Mark Goulthorpe, Gregory Ulmer

In the November/December issue of the MIT Faculty Newsletter, two related articles appeared: “The Future of MIT Education," by Sarma/Wilcox/Ruiz, and "Issues Considering the Future of MIT Education," by an Editorial Subcommittee, Choucri/Flowers/King. These both reflect on the Recommendations of the Task Force on the Future of MIT Education by Sarma/Wilcox/Ruiz from summer 2014. Each article suggests that educational methods at MIT (and elsewhere) should evolve to offer more effective learning in line with emerging patterns of social and technical change, and as such, each text tacitly offers a theory of method(s) for new education.

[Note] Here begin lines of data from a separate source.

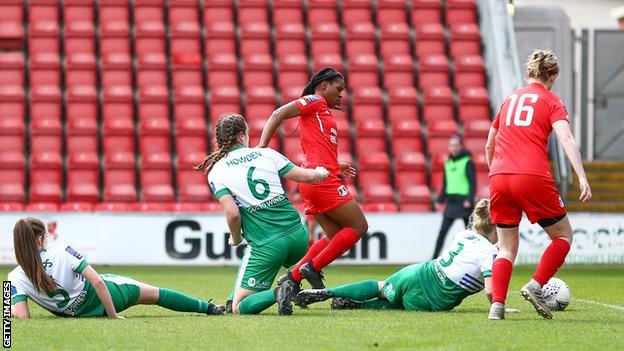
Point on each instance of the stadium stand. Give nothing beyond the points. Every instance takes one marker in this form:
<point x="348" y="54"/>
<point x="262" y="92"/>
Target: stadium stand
<point x="109" y="104"/>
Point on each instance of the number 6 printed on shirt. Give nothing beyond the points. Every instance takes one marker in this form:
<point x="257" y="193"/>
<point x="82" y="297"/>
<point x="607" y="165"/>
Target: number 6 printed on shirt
<point x="521" y="107"/>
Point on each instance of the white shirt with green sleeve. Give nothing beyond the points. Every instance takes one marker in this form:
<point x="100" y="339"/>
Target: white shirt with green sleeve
<point x="252" y="177"/>
<point x="65" y="265"/>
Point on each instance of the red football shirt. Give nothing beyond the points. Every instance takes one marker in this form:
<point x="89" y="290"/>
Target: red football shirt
<point x="319" y="134"/>
<point x="524" y="123"/>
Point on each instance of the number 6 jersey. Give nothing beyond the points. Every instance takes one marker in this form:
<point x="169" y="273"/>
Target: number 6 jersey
<point x="252" y="177"/>
<point x="524" y="123"/>
<point x="65" y="265"/>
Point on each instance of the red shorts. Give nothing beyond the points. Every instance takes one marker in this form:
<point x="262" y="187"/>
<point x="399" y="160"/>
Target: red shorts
<point x="512" y="194"/>
<point x="325" y="196"/>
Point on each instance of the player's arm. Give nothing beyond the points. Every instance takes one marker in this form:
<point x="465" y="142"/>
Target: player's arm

Tacitly, since neither article offers a cogent position (contrast/target), nor a framing (theory/analogy) as to why such changes might be needed now, or effective post-now. [These elements, captured in the acronym CATTt – contrast, analogy, target, theory, tale – seem to occur in all effective historic calls for new education, from Plato’s Phaedrus to Breton’s Surrealist Manifesto: their prospective manner does not escape the need for structure.] The Recommendations then seemingly defer to the establishment of an Initiative for Innovation in Education as a forum for thinking through future education. But even this merits considerable reflection if it is to be prescient and effective, since it would be historically novel to do this intra muros. [Plato established his Academy extra-muros; Socrates was expelled and executed extra-muros; empirical Renaissance science, considered heretic, was established in café’s via private funding, even the later Royal Societies being separate “protectorates” outside accepted schooling; and the C20th avant-garde emerged in bohemian Montmartre and Zurich’s Cabaret Voltaire to counter established cultural institutions: the norm in each case being experimentation extra-muros.]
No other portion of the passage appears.